2. Summary of the Related Art
In the 1980s, the development of the technology of cell culture on microcarriers facilitated the large-scale production of adherent cells and consequently the production of biological agents. The production of adherent cells intended for the production of biological agents for pharmaceutical use must nevertheless observe a certain number of regulatory constraints, among which the prohibition of the use of adherent cells beyond a certain number of “cell passages” because of the risk of morphological and/or biological transformation of the cells. This is in particular the case of cells of the Vero line.
U.S. Pat. No. 4,664,912 describes a process that is convenient at an industrial scale for producing an industrial batch of cells from a cell seed originating from a working cell bank. It is based on a succession of cell passages, each in different bioreactors, the working volumes of which increase during the successive cell passages. This makes it possible each time to increase the amount of microcarriers while at the same time maintaining an optimal concentration of microcarriers in the culture medium that is usually comprised between 1 and 5 g/l. The cell biomass thus increases during the successive cell passages until the desired industrial batch of cells is obtained. The transfer of the cells from one bioreactor to another bioreactor is carried out after having detached the adherent cells from their microcarriers by means of treatment with trypsin and then by blocking the action of the enzyme by introducing serum proteins or serum into the medium so as to preserve as much as possible the integrity of the cells. The cell suspension obtained is then transferred (in the presence or absence of the used microcarriers) into a larger bioreactor which contains a greater amount of naked microcarriers. However, this method of industrial production of adherent cells requires the use and the handling of a large amount of material, which has an impact on the production costs for the biological agents.

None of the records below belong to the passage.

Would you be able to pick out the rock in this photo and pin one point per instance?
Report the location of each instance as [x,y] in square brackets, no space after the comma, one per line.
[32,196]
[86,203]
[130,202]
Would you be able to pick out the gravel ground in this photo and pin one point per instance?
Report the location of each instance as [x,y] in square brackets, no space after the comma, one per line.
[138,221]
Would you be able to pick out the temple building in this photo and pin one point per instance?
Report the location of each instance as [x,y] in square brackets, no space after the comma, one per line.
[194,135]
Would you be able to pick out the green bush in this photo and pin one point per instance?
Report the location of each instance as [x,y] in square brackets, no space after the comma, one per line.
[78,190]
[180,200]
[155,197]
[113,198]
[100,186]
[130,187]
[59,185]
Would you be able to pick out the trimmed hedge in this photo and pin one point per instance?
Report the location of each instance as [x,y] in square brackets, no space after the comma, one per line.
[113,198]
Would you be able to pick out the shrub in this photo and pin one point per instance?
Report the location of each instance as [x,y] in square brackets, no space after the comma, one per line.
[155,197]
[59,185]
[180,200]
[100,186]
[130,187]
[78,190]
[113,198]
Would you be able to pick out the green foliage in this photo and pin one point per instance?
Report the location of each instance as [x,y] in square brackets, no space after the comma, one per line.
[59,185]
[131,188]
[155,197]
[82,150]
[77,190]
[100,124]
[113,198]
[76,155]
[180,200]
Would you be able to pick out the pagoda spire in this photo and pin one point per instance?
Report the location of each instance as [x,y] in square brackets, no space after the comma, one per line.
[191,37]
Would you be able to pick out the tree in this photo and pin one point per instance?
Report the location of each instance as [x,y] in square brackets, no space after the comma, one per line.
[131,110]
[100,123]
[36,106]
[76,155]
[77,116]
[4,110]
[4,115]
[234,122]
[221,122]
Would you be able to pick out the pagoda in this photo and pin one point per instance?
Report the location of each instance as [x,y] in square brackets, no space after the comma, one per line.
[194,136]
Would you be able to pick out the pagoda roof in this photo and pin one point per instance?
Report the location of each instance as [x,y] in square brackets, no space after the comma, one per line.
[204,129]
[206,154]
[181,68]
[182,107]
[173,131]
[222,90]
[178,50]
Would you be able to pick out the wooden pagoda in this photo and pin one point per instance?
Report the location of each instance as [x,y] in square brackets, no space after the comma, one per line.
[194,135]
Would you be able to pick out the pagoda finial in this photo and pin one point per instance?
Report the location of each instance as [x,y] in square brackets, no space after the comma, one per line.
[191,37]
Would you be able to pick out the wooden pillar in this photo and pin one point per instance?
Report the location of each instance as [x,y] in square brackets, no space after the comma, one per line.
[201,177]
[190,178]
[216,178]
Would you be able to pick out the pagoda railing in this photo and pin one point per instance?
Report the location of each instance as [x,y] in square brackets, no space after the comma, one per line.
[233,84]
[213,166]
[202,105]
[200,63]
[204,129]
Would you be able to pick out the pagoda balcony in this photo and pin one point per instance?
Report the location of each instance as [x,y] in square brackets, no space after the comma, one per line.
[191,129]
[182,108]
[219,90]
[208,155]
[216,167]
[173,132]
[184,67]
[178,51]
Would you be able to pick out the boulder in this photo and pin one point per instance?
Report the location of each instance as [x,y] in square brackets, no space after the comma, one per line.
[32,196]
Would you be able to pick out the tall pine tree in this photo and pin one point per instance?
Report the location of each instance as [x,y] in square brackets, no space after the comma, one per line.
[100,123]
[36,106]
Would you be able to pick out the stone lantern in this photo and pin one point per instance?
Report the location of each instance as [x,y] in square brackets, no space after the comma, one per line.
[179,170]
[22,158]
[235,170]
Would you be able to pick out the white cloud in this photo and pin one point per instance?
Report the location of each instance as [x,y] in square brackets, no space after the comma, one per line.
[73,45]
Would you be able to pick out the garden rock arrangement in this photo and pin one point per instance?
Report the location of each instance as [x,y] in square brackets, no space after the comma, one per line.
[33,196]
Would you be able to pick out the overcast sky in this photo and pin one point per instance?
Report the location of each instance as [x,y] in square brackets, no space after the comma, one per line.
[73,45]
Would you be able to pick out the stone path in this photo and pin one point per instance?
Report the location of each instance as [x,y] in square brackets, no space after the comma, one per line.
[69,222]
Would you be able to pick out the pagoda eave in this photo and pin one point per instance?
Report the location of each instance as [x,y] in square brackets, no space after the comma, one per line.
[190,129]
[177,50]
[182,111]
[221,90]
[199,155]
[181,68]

In order to reduce the production costs for adherent cells intended for the production of biological agents, EP 1060241 proposes a faster production method that no longer requires the production to be reinitiated from a cell seed originating from a working bank each time it is desired to obtain an industrial batch of cells. The method consists in transferring, after each cell passage, most of the cells (80 to 90% of the cell biomass) to one or more other bioreactors so as to continue to amplify the cell biomass and to constitute an industrial production batch of cells, while the remaining 10 to 20% of the cells are maintained so as to keep a stock “of feeder cells” from which further batches of cells can be produced. This method nevertheless has the following drawbacks:                the cell batches produced display a certain heterogeneity insofar as they do not all have the same number of cell passages.        The maintaining of a stock of “feeder” cells in culture at the time of each transfer operation inevitably leads to an “aging” of the cells which is directly linked to the number of cell passages carried out, and can therefore be used only for a limited period of time for the regulatory reasons already mentioned.        
To avoid the use of a proteolytic enzyme such as trypsin that is detrimental to cell integrity, Ohlson et al in Cytotechnology (1994), vol 14, p 67-80 describes a “bead to bead cell transfer” technology in the absence of any proteolytic enzyme treatment. The close contact between microcarriers covered by adherent cells and naked microcarriers favours the transfer of cells to the naked microcarriers where the cells can proliferate. Therefore, to increase cell growth, naked microcarriers are added to the culture medium containing microcarriers covered by adherent cells while stirring intermittently the medium to favour the contact between the microcarriers. Nevertheless the cell population which is obtained is dissynchronised with cells in various stages of the cell cycle. This can be of major concern for the production of biological agents.